The church has been peddling a partial Gospel for far too long. The phrase sticking in my mind and animating my study is, “By grace, we are saved through faith – unto obedience. By grace we are then obedient in faith unto salvation!”
The journey with and into the life of Christ is one of sincere, faithful, and ongoing commitment!
A Lesson Learned from Curt Thompson (One of SO Many)!
Experiencing beauty in this life (something Thompson believes is a fundamental human longing) is a gift to be received. Beauty is a gift mediated by the Spirit of God, yet receiving beauty demands I remain attentive to God’s presence.
In order to help us remain attentive, He encourages the reader to ask, “What am I doing that puts me firmly in the pathway of oncoming beauty?”
Asking this question on a daily basis is having an impact on me in the daily often unexpected moments I encounter. This question helps me recalibrate and be attentive to what’s firing just beneath the surface of these experiences. Questions like this one help me live with expectancy and hope, even after a conversation or a situation that is filled with conflict and strife!
A Final Word From Ruth and Steve’s Podcast!
Anxiety (or reactivity) is always present.
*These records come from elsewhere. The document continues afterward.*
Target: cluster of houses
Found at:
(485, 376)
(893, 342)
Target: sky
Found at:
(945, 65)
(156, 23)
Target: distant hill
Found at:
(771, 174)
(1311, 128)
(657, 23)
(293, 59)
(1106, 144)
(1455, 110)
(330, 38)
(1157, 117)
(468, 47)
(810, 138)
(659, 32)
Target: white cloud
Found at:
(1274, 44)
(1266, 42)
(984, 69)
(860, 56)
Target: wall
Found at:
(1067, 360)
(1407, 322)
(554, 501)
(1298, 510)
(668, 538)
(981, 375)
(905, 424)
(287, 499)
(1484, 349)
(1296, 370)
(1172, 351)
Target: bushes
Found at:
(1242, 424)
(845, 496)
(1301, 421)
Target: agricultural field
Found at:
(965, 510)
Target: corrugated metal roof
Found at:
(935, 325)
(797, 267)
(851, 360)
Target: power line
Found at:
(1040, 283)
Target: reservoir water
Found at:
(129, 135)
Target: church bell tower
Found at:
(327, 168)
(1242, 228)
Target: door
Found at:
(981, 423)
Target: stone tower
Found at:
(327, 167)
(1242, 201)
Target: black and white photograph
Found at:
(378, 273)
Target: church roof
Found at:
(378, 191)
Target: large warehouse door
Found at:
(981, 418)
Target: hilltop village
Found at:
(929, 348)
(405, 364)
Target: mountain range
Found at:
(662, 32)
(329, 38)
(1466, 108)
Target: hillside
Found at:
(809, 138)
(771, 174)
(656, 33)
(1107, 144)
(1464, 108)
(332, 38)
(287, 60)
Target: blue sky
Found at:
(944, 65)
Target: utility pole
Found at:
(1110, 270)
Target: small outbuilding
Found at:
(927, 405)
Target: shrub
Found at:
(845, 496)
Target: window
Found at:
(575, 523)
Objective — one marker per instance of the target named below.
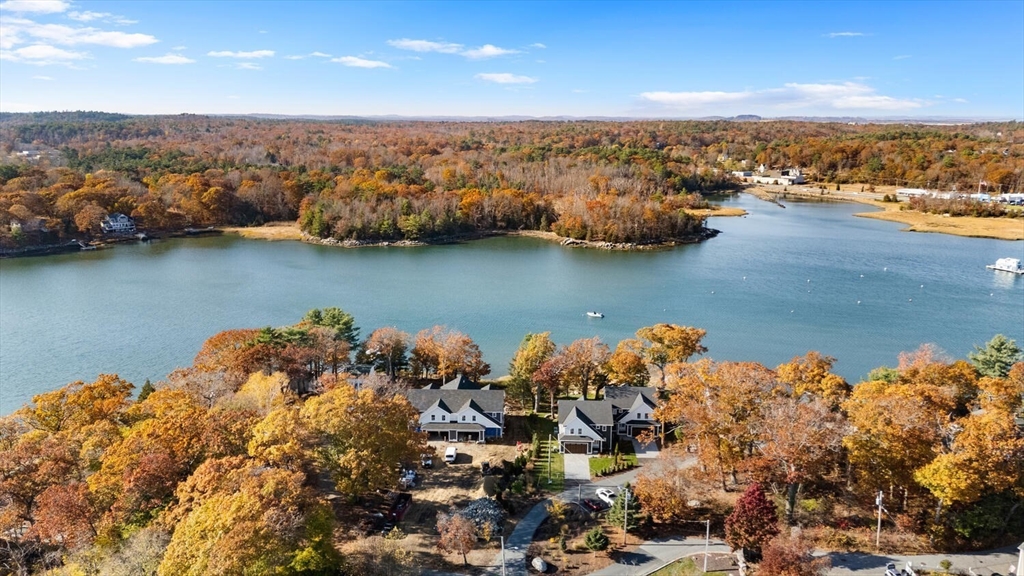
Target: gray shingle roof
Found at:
(598, 412)
(487, 401)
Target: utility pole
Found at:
(878, 534)
(503, 556)
(707, 543)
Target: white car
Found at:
(607, 495)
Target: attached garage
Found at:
(576, 447)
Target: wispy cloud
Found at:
(242, 54)
(425, 46)
(487, 51)
(89, 15)
(484, 51)
(355, 62)
(169, 58)
(36, 6)
(43, 54)
(17, 31)
(848, 95)
(309, 55)
(505, 78)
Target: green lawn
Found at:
(557, 466)
(598, 463)
(685, 567)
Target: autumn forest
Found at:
(364, 180)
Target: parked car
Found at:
(607, 495)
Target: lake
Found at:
(771, 286)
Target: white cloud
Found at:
(425, 46)
(43, 54)
(166, 58)
(89, 15)
(242, 55)
(36, 6)
(848, 95)
(484, 51)
(506, 78)
(356, 62)
(487, 51)
(15, 31)
(310, 54)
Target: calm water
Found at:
(141, 311)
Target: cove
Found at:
(773, 285)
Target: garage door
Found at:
(578, 448)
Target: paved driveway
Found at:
(577, 466)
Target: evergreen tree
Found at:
(995, 359)
(753, 523)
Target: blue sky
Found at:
(578, 58)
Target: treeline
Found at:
(628, 181)
(228, 463)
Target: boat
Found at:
(1008, 264)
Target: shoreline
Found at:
(966, 227)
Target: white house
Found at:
(118, 222)
(460, 413)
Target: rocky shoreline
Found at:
(706, 234)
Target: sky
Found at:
(657, 59)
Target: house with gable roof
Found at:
(591, 426)
(460, 410)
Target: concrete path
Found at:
(646, 451)
(654, 554)
(577, 467)
(983, 564)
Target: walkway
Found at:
(655, 553)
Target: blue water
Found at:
(142, 310)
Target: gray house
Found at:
(460, 410)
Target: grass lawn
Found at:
(557, 466)
(598, 463)
(685, 567)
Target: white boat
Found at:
(1008, 264)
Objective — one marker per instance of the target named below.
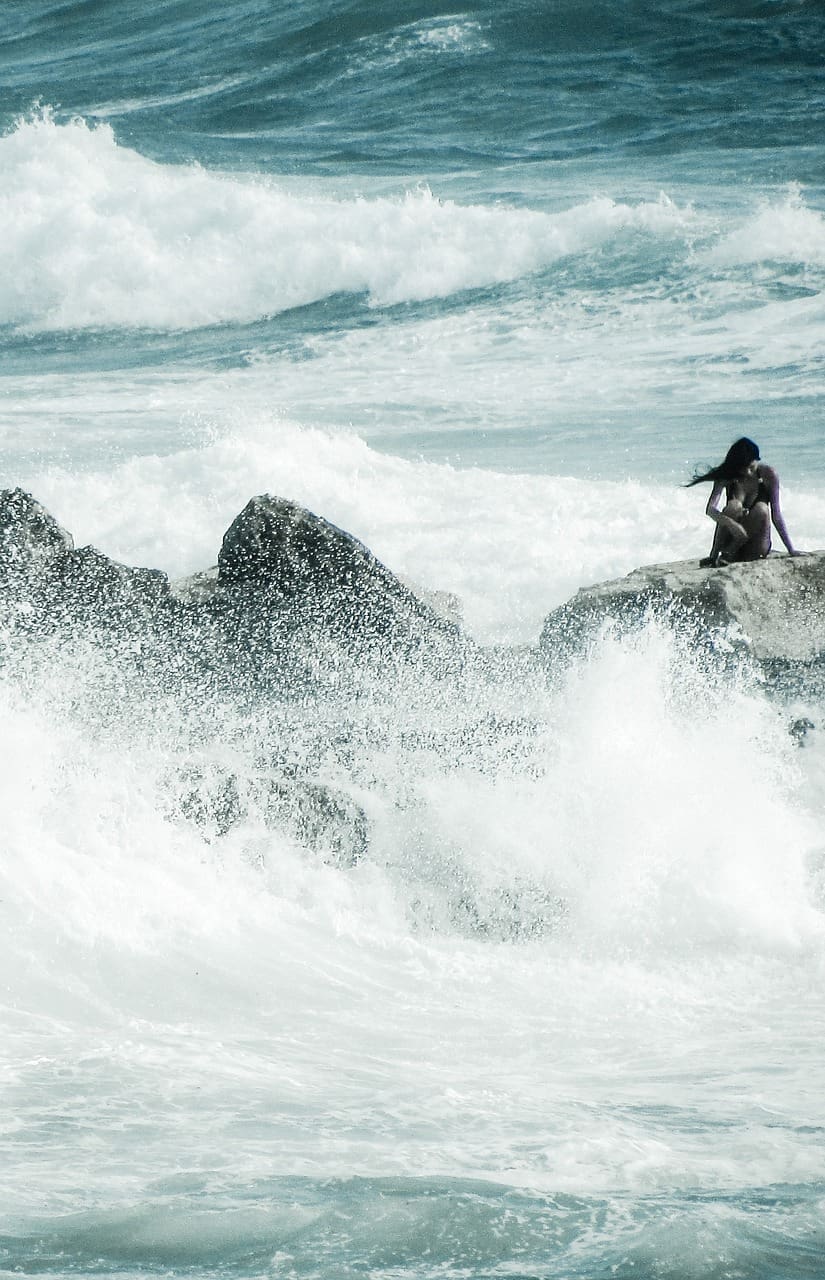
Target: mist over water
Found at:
(482, 287)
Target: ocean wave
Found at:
(95, 234)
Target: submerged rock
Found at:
(322, 819)
(775, 607)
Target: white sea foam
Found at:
(95, 234)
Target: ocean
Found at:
(482, 284)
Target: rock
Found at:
(94, 581)
(31, 540)
(775, 608)
(292, 600)
(279, 556)
(325, 821)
Our attunement to it (first within ourselves and then among others) will determine whether we will generate more of it, carry it for others, or diffuse its power.
One of the many highlights I am gleaning from Steve’s book is how he encourages the reader to live into the truth of the Gospel.
According to Steve, the truth of the Gospel is this: Health infects Ill-health. I love this, especially since we experience the other – ill-health infects health – much of the time.
The Gospel reminds us that Jesus infects everything – health, indeed, infects ill health!!
- Jesus infects everything.
- I can put myself in the pathway of beauty!
- I can choose my response in any situation!
These are reminders I need all the time!